As he spoke, his head poked into the room.
Lin Ling held her breath, frozen with tension. Fortunately, Xiong Hei only glanced at the plastic tents and didn’t pay any attention to the dark corners. He soon shut the door behind him.
Darkness enveloped everything, inside and out. The footsteps faded away, leaving the room as silent as an underground tomb.
It had been a long time since Lin Ling had spoken to Yan Tuo. Yet, this sudden encounter and the shared secret between them now made him feel closer to her. Trembling, she whispered to him, “What is this?”
In the darkness, she heard Yan Tuo’s reply.
“I don’t know either.”
……
That incident at the farm marked the first step in their later collaboration.
—If it hadn’t been for that time… if the iron door beneath the farm hadn’t been left unlocked, if I hadn’t been curious enough to walk in… would my life be easier now?
Yan Tuo said, “There are no ‘what ifs.’ It was fate that led you to discover it. Get some rest.”

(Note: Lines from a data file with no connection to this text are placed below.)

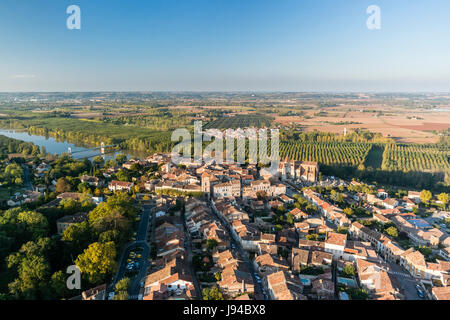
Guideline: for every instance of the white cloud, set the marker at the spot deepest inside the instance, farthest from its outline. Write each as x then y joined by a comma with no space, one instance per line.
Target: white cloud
23,76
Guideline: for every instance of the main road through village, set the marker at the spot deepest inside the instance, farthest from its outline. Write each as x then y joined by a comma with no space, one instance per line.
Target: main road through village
141,242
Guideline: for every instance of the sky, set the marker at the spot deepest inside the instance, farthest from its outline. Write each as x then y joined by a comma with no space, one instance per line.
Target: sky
225,45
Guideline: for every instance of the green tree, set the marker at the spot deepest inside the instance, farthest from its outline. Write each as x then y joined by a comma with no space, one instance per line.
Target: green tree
213,293
58,283
349,270
444,198
121,289
62,185
211,244
426,196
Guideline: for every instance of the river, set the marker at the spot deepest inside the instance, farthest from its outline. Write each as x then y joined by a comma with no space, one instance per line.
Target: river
58,147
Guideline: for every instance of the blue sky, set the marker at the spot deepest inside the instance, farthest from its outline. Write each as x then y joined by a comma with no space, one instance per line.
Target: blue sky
233,45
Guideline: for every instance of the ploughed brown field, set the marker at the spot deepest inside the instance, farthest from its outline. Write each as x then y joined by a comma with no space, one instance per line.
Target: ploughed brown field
404,126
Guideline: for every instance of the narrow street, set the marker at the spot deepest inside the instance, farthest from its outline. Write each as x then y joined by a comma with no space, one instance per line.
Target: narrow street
244,255
144,262
26,178
189,255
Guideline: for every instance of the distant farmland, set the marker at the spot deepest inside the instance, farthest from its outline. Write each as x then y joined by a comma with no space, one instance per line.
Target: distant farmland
241,121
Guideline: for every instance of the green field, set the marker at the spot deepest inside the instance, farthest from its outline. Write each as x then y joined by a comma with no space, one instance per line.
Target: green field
240,121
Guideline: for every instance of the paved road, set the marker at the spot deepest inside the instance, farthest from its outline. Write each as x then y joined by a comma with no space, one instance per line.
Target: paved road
188,248
244,255
406,281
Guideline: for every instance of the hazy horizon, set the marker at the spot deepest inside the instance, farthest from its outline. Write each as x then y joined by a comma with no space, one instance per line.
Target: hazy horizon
225,46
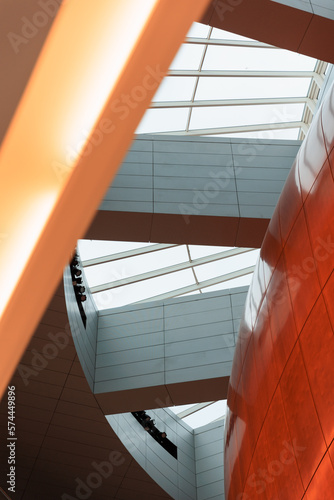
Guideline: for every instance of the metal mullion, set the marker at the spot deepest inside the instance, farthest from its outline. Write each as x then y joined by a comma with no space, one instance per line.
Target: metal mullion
229,43
231,102
246,73
236,129
128,253
197,79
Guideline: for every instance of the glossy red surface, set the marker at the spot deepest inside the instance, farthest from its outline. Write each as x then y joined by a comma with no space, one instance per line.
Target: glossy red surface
280,424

Lin Ling didn’t move. “Yan Tuo, why do you think Aunt Lin adopted me?”
Yan Tuo stayed silent. In recent years, Lin Ling had asked him this question more than once.
To be honest, he truly didn’t see why Lin Xirou needed to adopt Lin Ling. If she wanted a child, she could have easily found one in the city—adorable, pretty, whatever suited her fancy. After getting to know Lin Ling, he had heard fragments of her memories about her hometown. What was the point of going out of her way to bring back such an ordinary girl from some remote backwater?
There had to be a reason.
He didn’t share these thoughts with Lin Ling, just as he hadn’t told her about his visit to Nie Jiuluo this time. Though they were collaborators and should have been open with each other, he chose to keep certain things from her—partly due to his innate sense of unease, and partly because he felt Lin Ling was a bit too soft.
Living beside a woman like Lin Xirou, one couldn’t afford to be a meek little lamb.
Besides, he had the same question as Lin Ling.
Why did Aunt Lin keep him around?
After she had directly or indirectly caused his sister’s disappearance, his mother’s paralysis, and his father’s death—why did she still keep him, raise him, even treat him well?